Product Name: G834JY

lspci | grep -e VGA
0000:00:02.0 VGA compatible controller: Intel Corporation Device a788 (rev 04)
0000:01:00.0 VGA compatible controller: NVIDIA Corporation Device 2757 (rev a1)

nvidia-settings -q CUDACores -t
9728

nvidia-smi
Sat May 6 12:17:10 2023
±--------------------------------------------------------------------------------------+
| NVIDIA-SMI 530.41.03 Driver Version: 530.41.03 CUDA Version: 12.1 |
|-----------------------------------------±---------------------±---------------------+
| GPU Name Persistence-M| Bus-Id Disp.A | Volatile Uncorr.
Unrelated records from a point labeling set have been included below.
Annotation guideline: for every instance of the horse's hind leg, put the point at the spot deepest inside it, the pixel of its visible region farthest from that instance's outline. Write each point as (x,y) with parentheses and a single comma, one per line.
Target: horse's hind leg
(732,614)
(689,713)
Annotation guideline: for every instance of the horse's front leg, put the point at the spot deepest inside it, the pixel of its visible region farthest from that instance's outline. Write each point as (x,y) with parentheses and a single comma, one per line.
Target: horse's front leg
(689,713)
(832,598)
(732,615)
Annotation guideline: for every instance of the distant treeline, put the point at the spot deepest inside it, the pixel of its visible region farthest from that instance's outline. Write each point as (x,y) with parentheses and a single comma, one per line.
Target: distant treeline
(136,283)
ECC |
| Fan Temp Perf Pwr:Usage/Cap| Memory-Usage | GPU-Util Compute M. |
| | | MIG M. |
|=========================================+======================+======================|
| 0 NVIDIA GeForce RTX 4090 L… Off| 00000000:01:00.0 Off | N/A |
| N/A 39C P0 N/A / N/A| 6MiB / 16376MiB | 0% Default |
| | | N/A |
±----------------------------------------±---------------------±---------------------+

±--------------------------------------------------------------------------------------+
| Processes: |
| GPU GI CI PID Type Process name GPU Memory |
| ID ID Usage |
|=======================================================================================|
| 0 N/A N/A 2783 G /usr/lib/xorg/Xorg 4MiB |
±--------------------------------------------------------------------------------------+

software:

lsmod | grep nvidia
nvidia_wmi_ec_backlight 16384 0
nvidia_uvm 1433600 0
nvidia_drm 77824 2
nvidia_modeset 1273856 3 nvidia_drm
nvidia 55750656 99 nvidia_uvm,nvidia_modeset
drm_kms_helper 200704 3 drm_display_helper,nvidia_drm,i915
drm 581632 19 drm_kms_helper,drm_display_helper,nvidia,drm_buddy,nvidia_drm,i915,ttm
wmi 32768 4 nvidia_wmi_ec_backlight,asus_wmi,wmi_bmof,mfd_aaeon

docker version
Version: 23.0.5
API version: 1.42
OS/Arch: linux/amd64

nvcc --version
nvcc: NVIDIA (R) Cuda compiler driver
Copyright (c) 2005-2021 NVIDIA Corporation
Built on Thu_Nov_18_09:45:30_PST_2021
Cuda compilation tools, release 11.5, V11.5.119
Build cuda_11.5.r11.5/compiler.30672275_0

It seems you are not passing the --gpus all argument in the first command:

docker run --env TF_ENABLE_ONEDNN_OPTS=0 -it --rm tensorflow/tensorflow:latest-gpu python -c “import tensorflow as tf; print("Num GPUs Available: ", len(tf.config.list_physical_devices(‘GPU’)))”

Could you add --gpus all to this command and verify that it also finds no gpus?